Tradewatch – The bidding war for Josh Smith is about to get real:
In his PER Diem (ESPN Insider), Kevin Pelton summed up the position the Rockets are in:
Several of the seven teams noted above must be very careful to weigh the desire to reach the playoffs and make an impact this season against their long-term goals. That’s especially true of young teams like the Rockets and Blazers, which don’t want to sacrifice their future for a small upgrade now. So if they make a trade, it will have to be something that also makes sense going forward.
In other words, they’re looking at draft picks, expiring contracts or a star. Also, if you missed Rahat’s post on why the Rockets might pursue Josh Smith right now, go get caught up.

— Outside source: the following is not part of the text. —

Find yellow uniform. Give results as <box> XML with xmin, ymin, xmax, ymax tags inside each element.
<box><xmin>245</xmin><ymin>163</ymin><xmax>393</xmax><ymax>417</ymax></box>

All-Beard – As snippets of the All-Star game trickle out onto YouTube, two James Harden moments stand out. The first is when when he Euro-stepped on Luol Deng’s life.
The second is when he and Russell Westbrook gave Oklahoma City misty water-colored memories of “The Way We Were.”
Hot Air Jordan- One of the most fascinating things I saw over the weekend was Tim Duncan’s response to Michael Jordan’s comment that only four active players–Kobe, Duncan, Dirk and Lebron–could have made it in Jordan’s era. While almost every other All-Star tippy-toed around the comment out of deference to His Airness, Duncan dismissed it as so much hogwash. Watch (Duncan starts at about the 1:40 mark):
“I don’t think there is any credence to it,” Duncan said. “On this stage alone there is a lot of talent and all of these guys could play in any era. So–and the NBA continues to improve and the talent continues to improve.”
That kind of confidence to speak truth to power is exactly why Duncan has four rings and the respect of Michael Jordan.
For The Rest Of Us – Brian Phillips wrote a devastating and beautifully insightful piece on the relationship between fans and coaches for Grantland yesterday, and it unwraps a lot of layers of emotion about how we (young men in particular) feel about sports.
It’s that by the time you’re, say, 27, the open-horizon feeling of childhood has started to dwindle. You’re beginning to lose that glimmery deep-down belief that everything is possible. You’re playing sports less seriously than you used to, if you ever played sports seriously. You knew when you were 16 that you were never going to be Michael Jordan — of course you did — but a future in which you had become Michael Jordan was still available to your imagination; it was impossible but not irrelevant. Now it’s both. You hit 30, 35, 40, and the life of a professional athlete seems more and more remote. It’s one of a million pasts that never happened rather than a future you can dream about.
I don’t think you can get the full effect of this column unless you’re reading it on your smartphone while lunching alone in a sub-sub-par Chinese buffet on break from a stable, fulfilling, but decidedly non-superstar-athlete job. That’s what a friend told me, anyways.